Yesterday was absolutely freezing and the fog warning that was issued yesterday is still in place, however, an additional warning has now been raised.
A status yellow wind warning has been issued for Dublin, Louth, Wexford, Wicklow and Meath.
It states that: Very strong north to northeast winds developing on Monday afternoon and continuing until Tuesday morning. Winds will reach speeds of 55 to 65 km/h in coastal regions with gusts between 90 and 110 km/h. Storm force winds are likely offshore.
In addition to this, a status orange gale warning has been issued to anyone that’s near the Irish coast.
It states that: “north to northeast winds will reach gale force on Monday on Irish coasts from Carlingford Lough to Hook Head to Valentia and the Irish Sea. Winds will reach strong gale force 9 or possibly storm force 10 in the southeast later Monday”.

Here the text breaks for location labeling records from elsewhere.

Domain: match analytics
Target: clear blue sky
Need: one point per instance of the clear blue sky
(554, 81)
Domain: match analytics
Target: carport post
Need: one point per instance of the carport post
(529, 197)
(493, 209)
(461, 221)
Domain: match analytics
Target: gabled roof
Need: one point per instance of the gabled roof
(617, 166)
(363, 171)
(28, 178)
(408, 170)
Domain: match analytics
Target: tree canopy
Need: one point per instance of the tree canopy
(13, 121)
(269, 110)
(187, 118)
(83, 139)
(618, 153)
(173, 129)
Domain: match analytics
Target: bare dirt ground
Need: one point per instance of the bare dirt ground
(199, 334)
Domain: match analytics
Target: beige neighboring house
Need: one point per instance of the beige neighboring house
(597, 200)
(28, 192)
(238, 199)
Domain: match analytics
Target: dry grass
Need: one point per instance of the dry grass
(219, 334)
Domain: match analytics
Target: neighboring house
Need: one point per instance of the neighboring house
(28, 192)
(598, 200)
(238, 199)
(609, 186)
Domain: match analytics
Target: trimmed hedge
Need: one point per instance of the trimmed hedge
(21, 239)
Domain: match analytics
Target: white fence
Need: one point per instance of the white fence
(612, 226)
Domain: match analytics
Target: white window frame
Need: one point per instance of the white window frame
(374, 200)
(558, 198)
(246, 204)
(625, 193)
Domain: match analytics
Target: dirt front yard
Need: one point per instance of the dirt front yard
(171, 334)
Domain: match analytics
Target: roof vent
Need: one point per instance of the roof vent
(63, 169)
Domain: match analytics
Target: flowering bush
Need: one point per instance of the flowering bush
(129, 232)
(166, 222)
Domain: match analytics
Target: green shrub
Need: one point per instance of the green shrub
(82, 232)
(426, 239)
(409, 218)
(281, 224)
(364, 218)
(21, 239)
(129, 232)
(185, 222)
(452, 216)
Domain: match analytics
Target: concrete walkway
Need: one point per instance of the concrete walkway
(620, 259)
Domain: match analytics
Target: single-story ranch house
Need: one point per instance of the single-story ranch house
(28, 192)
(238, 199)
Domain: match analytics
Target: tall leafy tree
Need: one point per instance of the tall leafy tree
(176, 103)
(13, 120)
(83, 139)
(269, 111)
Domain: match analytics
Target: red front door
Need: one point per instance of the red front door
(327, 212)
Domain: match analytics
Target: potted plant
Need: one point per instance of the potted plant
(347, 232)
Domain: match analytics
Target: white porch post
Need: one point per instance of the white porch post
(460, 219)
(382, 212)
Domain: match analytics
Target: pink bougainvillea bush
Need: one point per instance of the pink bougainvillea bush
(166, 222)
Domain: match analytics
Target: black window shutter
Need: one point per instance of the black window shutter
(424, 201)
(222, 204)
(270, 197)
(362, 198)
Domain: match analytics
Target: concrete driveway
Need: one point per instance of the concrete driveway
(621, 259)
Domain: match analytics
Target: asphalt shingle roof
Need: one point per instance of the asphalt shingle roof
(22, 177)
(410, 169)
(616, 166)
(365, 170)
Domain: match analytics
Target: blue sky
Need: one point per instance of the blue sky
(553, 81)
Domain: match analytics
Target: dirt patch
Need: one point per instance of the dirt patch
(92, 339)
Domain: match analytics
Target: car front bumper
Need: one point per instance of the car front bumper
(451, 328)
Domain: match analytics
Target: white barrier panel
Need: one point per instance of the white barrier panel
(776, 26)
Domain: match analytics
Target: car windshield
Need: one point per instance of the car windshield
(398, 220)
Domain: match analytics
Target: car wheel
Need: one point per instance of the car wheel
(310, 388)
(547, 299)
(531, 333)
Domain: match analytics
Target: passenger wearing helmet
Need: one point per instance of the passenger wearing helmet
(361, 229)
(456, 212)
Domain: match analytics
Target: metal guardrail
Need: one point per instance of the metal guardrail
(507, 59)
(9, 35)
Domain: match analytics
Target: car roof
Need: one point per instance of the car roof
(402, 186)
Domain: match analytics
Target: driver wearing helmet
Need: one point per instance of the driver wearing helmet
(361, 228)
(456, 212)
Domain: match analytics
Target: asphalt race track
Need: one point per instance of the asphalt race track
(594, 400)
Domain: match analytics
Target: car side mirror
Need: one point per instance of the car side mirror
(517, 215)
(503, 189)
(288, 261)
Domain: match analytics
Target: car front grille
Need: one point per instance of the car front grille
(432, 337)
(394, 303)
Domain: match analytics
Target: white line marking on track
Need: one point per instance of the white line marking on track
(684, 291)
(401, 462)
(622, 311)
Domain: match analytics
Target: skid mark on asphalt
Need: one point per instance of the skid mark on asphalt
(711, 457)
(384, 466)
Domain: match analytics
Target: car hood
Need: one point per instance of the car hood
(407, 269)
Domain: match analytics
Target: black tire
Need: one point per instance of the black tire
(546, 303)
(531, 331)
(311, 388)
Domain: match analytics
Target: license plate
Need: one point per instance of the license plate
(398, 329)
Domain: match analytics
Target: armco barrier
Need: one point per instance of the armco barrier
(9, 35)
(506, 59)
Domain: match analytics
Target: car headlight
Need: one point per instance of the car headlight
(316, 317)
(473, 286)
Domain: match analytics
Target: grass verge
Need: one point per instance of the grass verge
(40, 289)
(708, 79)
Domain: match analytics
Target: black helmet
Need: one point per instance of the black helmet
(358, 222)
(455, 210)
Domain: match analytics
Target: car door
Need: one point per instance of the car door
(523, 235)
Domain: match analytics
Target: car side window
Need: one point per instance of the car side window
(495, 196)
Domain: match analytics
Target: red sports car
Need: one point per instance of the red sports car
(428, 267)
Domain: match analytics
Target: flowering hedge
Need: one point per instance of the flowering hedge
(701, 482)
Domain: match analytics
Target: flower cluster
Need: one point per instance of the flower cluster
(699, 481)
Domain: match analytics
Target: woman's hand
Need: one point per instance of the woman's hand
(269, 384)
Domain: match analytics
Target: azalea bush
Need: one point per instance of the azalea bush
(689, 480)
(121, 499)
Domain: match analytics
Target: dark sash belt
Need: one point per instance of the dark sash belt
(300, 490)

As for the overall forecast, it’s set to become very windy across east and southeast coastal counties, with strong to gale force winds developing. Turning wet in these parts later too, with possibly some wet snow at times.
Other parts of the country will stay mainly dry with hazy sunshine, though some showers coastal showers will affect parts of the west and northwest, where there is the slight risk of thunder. Much colder than normal, with maximum of only 4 to 7 degrees Celsius, with an added wind chill effect.
Wet and windy across east and southeast counties tonight, with some falls of sleet and snow, mainly affecting Wicklow. The rest of the country should remain largely dry in a moderate occasionally fresh northerly flow, preventing any significant frost. Cold, with lowest temperatures 1 to 3 degrees Celsius.